Just past the trees, trail becomes evident. This used to be the old Hyatt Ridge Trail in the last century. While there is a ridiculous amount of blowdown, the trail is fairly easy to follow. As you can view in the GPS link at the bottom, we went around Mt. Hardison and then summited Mark’s Knob from the east side. The Hyatt goes for 1.2 miles, after which you have to be quick to spot the manway , which  is a short, steep bushwhack up Mark’s Knob (pictured below). At the top we spotted the cairn marking the false summit. Just a few hundred yards past this is the actual summit, with several ribbons.

This was by far the best bushwhack of the trip. There’s something magical about being deep in the woods and not on a trail, a sense of adventure that invigorates.

Mt. Guyot

This was the last peak of the day and it was a doozy. Mt. Guyot (elevation 6,621) is the third highest peak in the eastern United States. It’s also one of the hardest bushwhacks. From the Balsam Mountain junction with the A.T. we hiked 2.3 miles north on the A.T. There’s no guesswork as to where Guyot is located, it’s seen from miles around. The hard part is to know where to begin. As the A.T. takes a sharp turn northeast, we picked a good spot (what we thought was a good spot) near a dry spring. There’s no easy way about this, you take out your compass, head east by northeast and keep heading up. The terrain is steep, but soon it became thick with blowdown and briars. Soon my hands were bleeding from the scrapes. At one point I stepped on a log, which was rotted and my leg plunged down up to my knee and wedged between two trees.

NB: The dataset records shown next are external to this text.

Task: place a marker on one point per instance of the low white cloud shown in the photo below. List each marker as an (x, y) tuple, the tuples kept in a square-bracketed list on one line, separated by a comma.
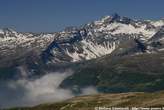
[(26, 92), (89, 90)]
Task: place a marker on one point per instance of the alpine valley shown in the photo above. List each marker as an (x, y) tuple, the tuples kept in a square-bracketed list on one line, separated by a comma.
[(112, 55)]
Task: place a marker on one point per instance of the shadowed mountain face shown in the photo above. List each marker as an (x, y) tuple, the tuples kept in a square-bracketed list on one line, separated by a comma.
[(89, 102), (114, 54)]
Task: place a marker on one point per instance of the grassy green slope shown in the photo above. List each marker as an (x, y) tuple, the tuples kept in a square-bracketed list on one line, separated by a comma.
[(143, 72), (100, 100)]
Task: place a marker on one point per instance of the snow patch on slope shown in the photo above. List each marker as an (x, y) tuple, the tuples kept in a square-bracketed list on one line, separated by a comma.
[(92, 50)]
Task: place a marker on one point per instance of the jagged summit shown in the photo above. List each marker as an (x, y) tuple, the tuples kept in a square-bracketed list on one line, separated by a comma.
[(86, 42)]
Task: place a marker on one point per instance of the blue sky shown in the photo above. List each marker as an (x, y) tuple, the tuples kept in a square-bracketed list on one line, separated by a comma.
[(54, 15)]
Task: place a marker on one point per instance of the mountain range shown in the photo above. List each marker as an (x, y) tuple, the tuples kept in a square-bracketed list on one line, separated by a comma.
[(114, 54)]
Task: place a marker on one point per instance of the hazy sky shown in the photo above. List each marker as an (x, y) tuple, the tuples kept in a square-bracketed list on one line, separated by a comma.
[(54, 15)]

Eventually we made it past the blowdown and spotted a cairn, and not only a cairn, but a benchmark. Exultation! This was the peak.

We didn’t want to return through the blowdown field, so we went north and then headed due west, using both my Suunto Traverse breadcrumb feature and the compass to make sure we were heading south and back to the A.T.

After the bushwhack up Mt. Guyot, we were spent. Luckily, it was a downhill hike from Snake Den Ridge. What a weekend and what a hike. This was some of the most fun I’ve had hiking in a while.

Snake Den Ridge Trail
Snake Den Ridge Trail

GPS link – Day 1 (Old Black and Tricorner): https://www.movescount.com/moves/move130223363

GPS link – Day 2 (Mark’s Knob and Mt. Guyot): https://www.movescount.com/moves/move130223353

Total mileage is 24.4 miles.

12 thoughts on “Old Black, Tricorner Knob, Mark’s Knob, Mt. Guyot

  1. This sounds like a fantastic hike… a great weekend… even some bushwhacking… ouch! And it sounds like you even relied on your Suunto Traverse to get the job done! Sounds like you guys are ready to go anywhere! Bravo!

    Liked by 1 person

  2. I tried to do Old Black a few months ago. I got within 40 yards or so of the summit according to my GPS, but could not push my way through the brush all the way to the summit. Other people told me I should have waited until now to try the summit as frost kills back the vegetation somewhat and you can get through it better. Sounds like you had an easier time, as there was NOTHING doing when I tried it. A machete would not have done any good😊 By contrast, I thought Mt. Guyot was much easier and made it fine.


    1. I could see where Old Black would be hard in the spring/summer. We had to deal with some vines and briars, but it wasn’t terribly bad. We did find the “path” or a manly once we got back down though (pictured above). Guyot killed me. I wish we had started further north and gone up the ridge instead of the heading straight up the mountain. It was a fun time bushwhacking though!


      1. I found a flagged pathway, but it quickly disappeared into the brush. I backed off and tried for over an hour; at least 4/5 different routes. It was disappointing to say the least, after hiking up there in record time on a perfect day. I was up there from Cosby Campground in a little over 2 hours.

        Liked by 1 person

  3. Yeah, I’ve been up that trail so many times I could walk it in my sleep lol. I’m glad you made it up Old Black. It remains a point of frustration for me, especially since I’ve done Guyot, which many consider to be more difficult.